Saturday, January 9, 2010

Shine: A Eulogy for Ryan Gregory


I met you on a particularly bright, particularly hot East Texas summer day. The kind of day that melds light and heat together to sear the lungs, squint the eyes, and blister the bare feet of running children. The kind of day that poses the question to the minds of East Texans young and old whether they live closer to heaven or hell.

It was 1981. You were an infant. I was six. I had the baby fever common to girls my age, that fierce urge to hold something and mother it and with it, the sad knowledge that the mommies of real babies don’t usually trust our kind to hold them.

But sometimes we asked anyway. Ryan, your mom said yes!

You were the first baby I ever held. I began with the rocking of you, careful, supervised.

You became a toddler, then, a windstorm of a child who could inflict more damage to himself and his surroundings than your holding girl ever could. You accumulated casts and stitches as some children collect rocks and caterpillars. It became a necessity, my holding you. I told myself and you this. You complied, and I held you till you grew big as me, and heavier.

My little boy: you. My first one. I credit all I know about mothering boys to you, my tiptoed one, my quiet one. From whom else would a girl among girls learn the secret languages of Transformers and Hobbits, Ninja Turtles and Masters of the Universe?

Astonishing, that you grew to be bigger than me. Astonishing, that we waded into the Texas gulf as laughing children and emerged as adults, shimmering and tall and sunburned, slick-stained with heartbreak and mortality. That we outlived the fishes and kittens and puppies of our childhoods, and all the rest of us: you.

You dreamed of clearer, bluer waters than our Gulf, more white sand than our sandbox could hold. Do you see them now? You dreamed of moving to New Zealand, making films in a land that God Himself wept for the beauty and the making of it. The land of Hobbitts and Magical Rings, Cowboys and Tattooed Aboriginals. The stuff of movies.

Astonishing, that we dared to believe that you’d live to grow gray in hair and beard, to see your own films at Cannes and Sundance, to marry a beautiful girl and become as good a father as you were a son, uncle, friend, brother.

Astonishing, the number and array of people whose lives you shined your light upon, so many of them here today. Your family, your friends, fellow artists and filmmakers, musicians, teachers, pastors, nurses, doctors, cancer survivors. Your friends, your amazing, wonderful friends…you have so many! To think that any of us ever worried that you, the sole boy in a house full of girls, the shy, intensely creative child who couldn’t sit still in class like the other kids, might grow up to be a kind of loner. Kind of…unpopular.

What a silly worry that was. Look at all of you here!

When I came to San Antonio last August for your benefit, Ryan, I got to meet so many of your friends and fellow artists. The refrain I heard over and over that evening was how talented you are. “The absolute best,” so many of them told me. “A genius,” I heard again and again. The popular consensus that night was that you could light the sun itself. That God said "Let There Be Light" and Ryan said, “Can I help?”

You were gifted. Now, in losing you, I’m reminded of a phrase from the eulogy of JFK Jr.: you had “every gift but length of years.”

You asked, as you were coming to terms with your disease, why God had given you such talent if you weren’t going to get to live long enough to use it fully. You knew you had more sets to light, more films to shoot, more art to create than you had time for.

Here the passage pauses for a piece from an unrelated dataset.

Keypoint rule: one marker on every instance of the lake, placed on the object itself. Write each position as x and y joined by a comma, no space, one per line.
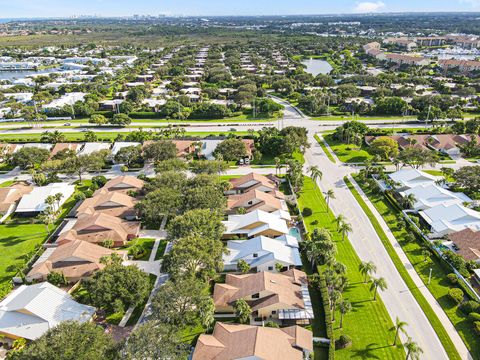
316,66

Ryan, your instinct to create was so strong that had you lived to be ninety you wouldn’t have had time to finish your life’s work.

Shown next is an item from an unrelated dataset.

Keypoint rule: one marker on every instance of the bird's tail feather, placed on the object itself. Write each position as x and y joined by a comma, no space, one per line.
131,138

Your sister Alicia and I pondered this question late into the night last night. Why did God give you such talents if He wasn’t going to let you stay with us to fully realize them? Your talents, Ryan, your skill at lighting and set building, your artistry, your quick smile and thoroughly intelligent if not thoroughly odd, even macabre sense of humor—these talents opened your life to so many experiences and opened your life to so many friendships. Ryan, are you looking down right now? Look at all of us, each of us brought here today by our love for you, by our relationships with you. Look at all of us changed forever, for the better, for the knowing of you. Your talents, Ryan, they unleashed you into a circle of friends, into a community of creativity, that gave your life purpose, definition, and joy. Your talents allowed you to shine your lights on stages and movie sets and special events and especially, on each of us, no matter how briefly. And we are all better people for knowing you, Ryan, for being your childhood playmates, for being your friends in school, for working with you in theatre and film, for being a part of your living and dying.

Ryan, you lived and died intensely, with courage, with humor, with indomitable spirit and the clear, bright light of your being.

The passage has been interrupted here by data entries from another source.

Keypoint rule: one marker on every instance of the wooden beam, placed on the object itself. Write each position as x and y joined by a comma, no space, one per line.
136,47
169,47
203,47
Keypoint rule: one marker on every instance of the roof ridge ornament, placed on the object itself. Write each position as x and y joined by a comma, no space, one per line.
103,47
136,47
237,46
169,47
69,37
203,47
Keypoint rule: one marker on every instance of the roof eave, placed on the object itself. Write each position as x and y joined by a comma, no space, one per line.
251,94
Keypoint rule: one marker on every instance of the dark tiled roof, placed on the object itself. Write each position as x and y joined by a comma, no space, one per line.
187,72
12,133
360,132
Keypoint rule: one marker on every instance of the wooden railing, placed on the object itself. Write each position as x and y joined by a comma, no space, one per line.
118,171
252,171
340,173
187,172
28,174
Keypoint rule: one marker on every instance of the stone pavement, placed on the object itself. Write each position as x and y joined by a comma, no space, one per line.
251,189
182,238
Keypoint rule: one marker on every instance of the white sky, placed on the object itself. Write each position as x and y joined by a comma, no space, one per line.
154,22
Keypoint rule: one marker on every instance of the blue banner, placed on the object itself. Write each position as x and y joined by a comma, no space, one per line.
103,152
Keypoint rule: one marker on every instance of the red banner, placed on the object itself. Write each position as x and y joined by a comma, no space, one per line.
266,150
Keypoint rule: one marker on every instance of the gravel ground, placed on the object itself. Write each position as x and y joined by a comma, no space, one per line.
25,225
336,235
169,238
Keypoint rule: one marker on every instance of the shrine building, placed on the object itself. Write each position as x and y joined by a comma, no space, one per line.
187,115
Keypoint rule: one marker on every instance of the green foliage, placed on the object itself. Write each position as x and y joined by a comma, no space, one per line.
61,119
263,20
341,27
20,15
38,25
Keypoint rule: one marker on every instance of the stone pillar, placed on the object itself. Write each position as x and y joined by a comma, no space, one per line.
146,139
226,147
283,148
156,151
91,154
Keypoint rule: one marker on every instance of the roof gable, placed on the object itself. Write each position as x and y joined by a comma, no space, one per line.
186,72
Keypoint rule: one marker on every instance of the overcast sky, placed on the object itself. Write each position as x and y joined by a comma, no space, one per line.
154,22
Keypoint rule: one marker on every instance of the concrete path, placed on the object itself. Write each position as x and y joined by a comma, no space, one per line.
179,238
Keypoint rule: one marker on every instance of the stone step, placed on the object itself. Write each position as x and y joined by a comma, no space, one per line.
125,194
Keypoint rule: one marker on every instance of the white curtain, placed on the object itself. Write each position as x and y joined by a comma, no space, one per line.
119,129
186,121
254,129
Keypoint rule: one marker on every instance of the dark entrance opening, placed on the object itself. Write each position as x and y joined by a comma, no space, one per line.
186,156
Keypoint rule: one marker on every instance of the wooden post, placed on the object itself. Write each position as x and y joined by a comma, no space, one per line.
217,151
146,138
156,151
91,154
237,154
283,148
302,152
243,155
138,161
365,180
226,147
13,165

Shine on, Ryan. Shine on. You’re lighting a larger set now.

I hope your heaven looks just like New Zealand.


  1. Becky your words are as beautiful and comforting today as they were at the memorial service. Ryan was so blessed to have friends like you as we were all so blessed to have him in our lives.

    Jamie Maupin

  2. Becky:

    All I can say is beuatiful, just beautiful!

    Aunt Lori

  3. Rebecca: I watched the service on my computer--too beautiful for words. And your homage to Ryan truly exemplifys the depth of love achievable between two close lifetime friends.